Sydney - Fridge repairer John Small and his Sydney clan will
gather Tuesday to see who has a lucky ticket in Australia's richest
ever lottery draw.
'Even 100,000 dollars would make a difference - money off the
mortgage, money in the bank, money to take away your money worries,'
he said.
Right at the other end of the income scale is company director and
former Melbourne lord mayor Ron Walker. He has no money worries
himself, but winning the first-division prize of 100 million
Australian dollar (81 million US dollars) would fuel a philanthropy
binge that would gladden many hearts.
Half of Australia's 10 million adults are expected to be clutching
lottery tickets when the seven lucky numbers are drawn on primetime
national television, a spokesman for Oz Lotto said.
Newsagents' shops reported pushing and shoving in queues for
last-gasp lottery ticket buys.
In the 80-person hamlet of Marla on the South Australia-Northern
Territory border, almost everyone is expected to be at the pub to
witness the big draw.
'Everyone wants to win it and retire,' Marla Travellers Rest
manager Brian Carrick told the Adelaide Advertiser newspaper. 'We had
one guy buy 600 dollars' worth of maxi tickets.'
Australians are the world's biggest gamblers in per capita terms.
Most of the money - 80 per cent - is fed into poker machines in pubs
and clubs.
There are 200,000 poker machines, about 20 per cent of the world's
total, and the average family spends more on gambling than it does
on clothes.
'Australians themselves say it's out of control, it's ridiculous,'
said anti-gambling campaigner Tim Costello. He blames state
governments for becoming hooked on gambling revenue.
While the winner of the Lotto draw will get 100 million Australian
dollars or, at least, a share of it, the state governments will clear
around 30 per cent of what's spent on tickets.

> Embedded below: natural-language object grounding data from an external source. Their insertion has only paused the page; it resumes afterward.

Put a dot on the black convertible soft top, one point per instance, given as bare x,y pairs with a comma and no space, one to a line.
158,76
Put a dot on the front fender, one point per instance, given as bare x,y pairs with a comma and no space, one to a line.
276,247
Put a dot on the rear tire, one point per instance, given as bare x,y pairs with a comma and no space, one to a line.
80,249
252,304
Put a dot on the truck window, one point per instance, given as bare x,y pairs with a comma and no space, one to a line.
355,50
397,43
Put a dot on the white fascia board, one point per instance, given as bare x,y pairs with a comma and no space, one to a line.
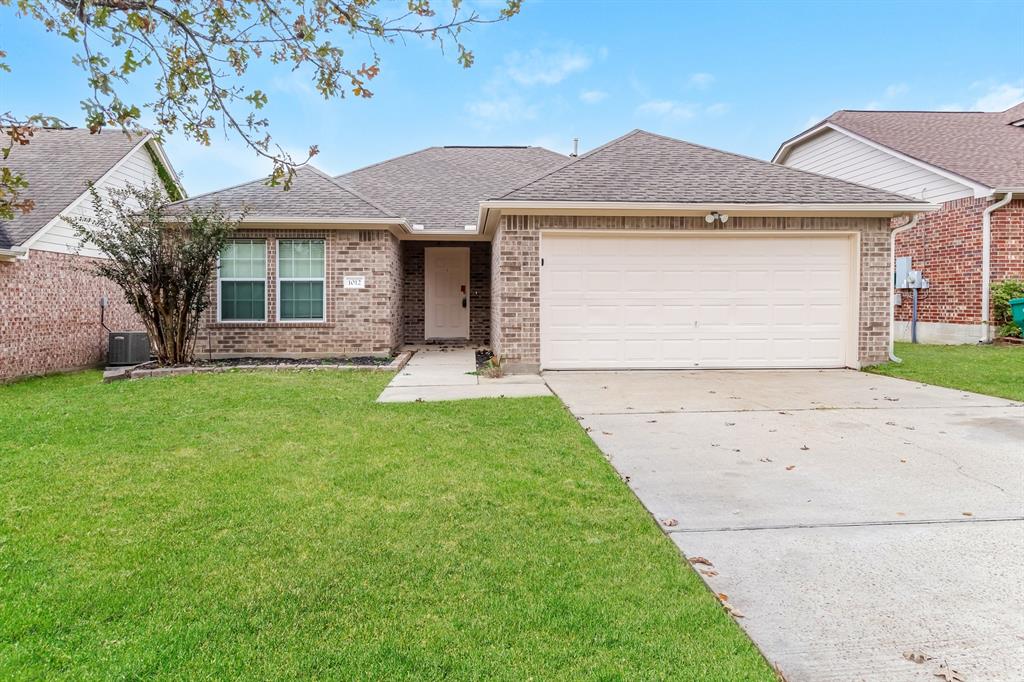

Father Chris Riley, who looks after street kids in Sydney, urges
the state governments not to pocket their windfall from the Lotto
spurge.
'That money needs to go back into the community where it came
from,' Riley said. 'They should target the charities that deal with
the gambling and the effects on their families or just use it to help
the charities that are struggling.'
Statistician John Croucher from Sydney's Macquarie University
reckons that ticket holders manage to put aside the reality that they
have only a one in 45 million chance of getting lucky.
To improve these near impossible chances, they buy more tickets,
make a bigger commitment, and just hope it will be their day.
Statisticians like Croucher have fun working out the odds for a
ticket holder to emulate the success of David Taylor, who won 10
million Australian dollars when his Oz Lotto numbers came up in 1998.
Statistician David Warton reckons that if you bought a ticket 24
hours before the barrel turns, you would be more likely to die before
the draw than win it.
Be careful what you wish for, warns 1998 winner Taylor. He lost
most of his windfall in dud investments, was cheated by neighbours
and preyed upon by strangers.
Taylor said he wishes he had never bought a lottery ticket.